Media e dirittiAddio al beauty contest: e ora?

Le frequenze liberate con il passaggio dall’analogico al digitale non saranno donate ai vecchi operatori della televisione, sempre che quanto decide il Parlamento abbia ancora qualche valore.Il Gov...

Le frequenze liberate con il passaggio dall’analogico al digitale non saranno donate ai vecchi operatori della televisione, sempre che quanto decide il Parlamento abbia ancora qualche valore.
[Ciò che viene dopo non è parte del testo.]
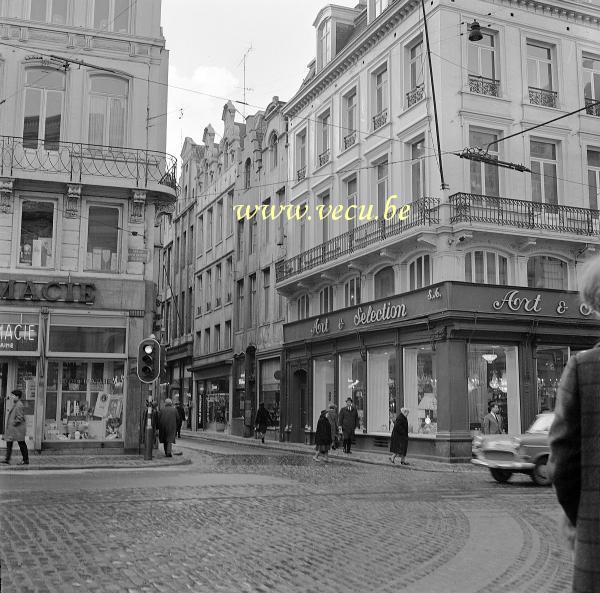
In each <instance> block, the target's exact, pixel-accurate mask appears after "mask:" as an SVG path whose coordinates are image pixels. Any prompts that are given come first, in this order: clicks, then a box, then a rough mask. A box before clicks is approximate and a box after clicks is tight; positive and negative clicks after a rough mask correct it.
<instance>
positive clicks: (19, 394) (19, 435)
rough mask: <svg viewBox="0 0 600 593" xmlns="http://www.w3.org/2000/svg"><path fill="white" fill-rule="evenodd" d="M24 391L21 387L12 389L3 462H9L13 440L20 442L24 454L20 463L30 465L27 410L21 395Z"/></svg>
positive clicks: (4, 435) (7, 422)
Il Governo ha infatti accolto tre ordini del giorno che lo impegnano ad annullare il bando di gara che assegnava gratuitamente i diritti d’uso delle frequenze e ad adottare un diverso processo di assegnazione.
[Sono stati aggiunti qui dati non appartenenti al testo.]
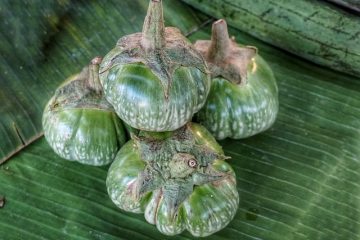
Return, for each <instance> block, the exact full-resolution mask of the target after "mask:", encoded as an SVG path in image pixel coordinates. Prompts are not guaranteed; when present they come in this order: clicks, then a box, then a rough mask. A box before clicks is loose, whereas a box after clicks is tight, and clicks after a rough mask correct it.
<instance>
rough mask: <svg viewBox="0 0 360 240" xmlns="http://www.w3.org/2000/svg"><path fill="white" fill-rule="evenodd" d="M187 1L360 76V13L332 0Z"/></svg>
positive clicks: (308, 56)
mask: <svg viewBox="0 0 360 240" xmlns="http://www.w3.org/2000/svg"><path fill="white" fill-rule="evenodd" d="M183 1H184V2H186V3H189V4H190V5H191V6H193V7H195V8H197V9H199V10H201V11H204V12H205V13H207V14H209V15H211V16H214V17H216V18H224V19H226V20H227V21H228V23H229V25H230V26H232V27H235V28H238V29H240V30H242V31H244V32H247V33H249V34H250V35H252V36H254V37H257V38H259V39H261V40H263V41H264V42H267V43H270V44H272V45H274V46H277V47H279V48H281V49H284V50H286V51H289V52H291V53H294V54H296V55H298V56H301V57H303V58H305V59H308V60H310V61H312V62H315V63H317V64H320V65H323V66H326V67H329V68H331V69H334V70H338V71H341V72H344V73H346V74H351V75H354V76H356V77H358V76H359V75H360V27H359V26H360V18H359V16H356V14H351V13H348V12H345V11H342V10H341V9H339V8H337V7H335V6H333V5H331V4H329V3H327V2H326V1H314V0H276V1H275V0H212V1H203V0H183ZM356 1H358V0H354V1H348V2H356ZM344 2H345V1H344Z"/></svg>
Resta un dettaglio: che fare con queste frequenze?
In tempi di economia di guerra, la risposta pare ovvia: organizzare presto un’asta in modo da ricavare il maggior introito possibile. Se questo è il fine, la via è tracciata: aprire la gara agli operatori telefonici e consentire loro di utilizzare le frequenze per la banda larga mobile, oggi e probabilmente in futuro la più affamata di nuovi spazi. È certo una soluzione sensata, ma ha un prezzo: spegnere l’ultima illusione sulla possibilità che sorga in Italia un mercato televisivo davvero concorrenziale e sia finalmente raggiunto un livello di pluralismo informativo comparabile con quello delle democrazie occidentali.
Quale l’alternativa? Rinunciare a parecchi soldi e riservare l’asta delle frequenze a chi vuol fare televisione: ovviamente non a chi ha già molti multiplex e già oggi dispone di un numero di canali senza pari in Europa, ma ai “nuovi entranti”, ovvero a chi, dai grandi operatori di rete alle piccole televisioni locali, possa divenire una serie alternativa all’attuale mercato duopolistico della televisione digitale terrestre. Sarebbe un’operazione certo in linea con i comandamenti dell’Unione, che ha più volte chiamato il legislatore italiano a riequilibrare gli evidenti vantaggi concessi a RAI e Mediaset. Soprattutto, sarebbe un investimento di un prezioso bene pubblico per quell’araba fenice invano inseguita nell’ultimo trentennio: un sistema televisivo competitivo e plurale.

Ne vale la pena? è ancora il caso di illudersi che le piccole televisioni, fragili vascelli, possano affrontar del mondo la burrasca o che il governo dei saggi sia in grado di incidere sulla più formidabile e solida macchina del consenso esistente in Italia? oppure è una battaglia perduta, sono denari pubblici mal spesi e solo attraverso altri media si può creare nel nostro paese un più equilibrato sistema informativo?

Attendiamo la risposta dei nostri speriamo venticinque lettori. Noi ingenuamente pensiamo che la partita del pluralismo televisivo vada giocata, sino a quando anche la tv generalista, straordinario e potentissimo mezzo, non sia matura per la falce.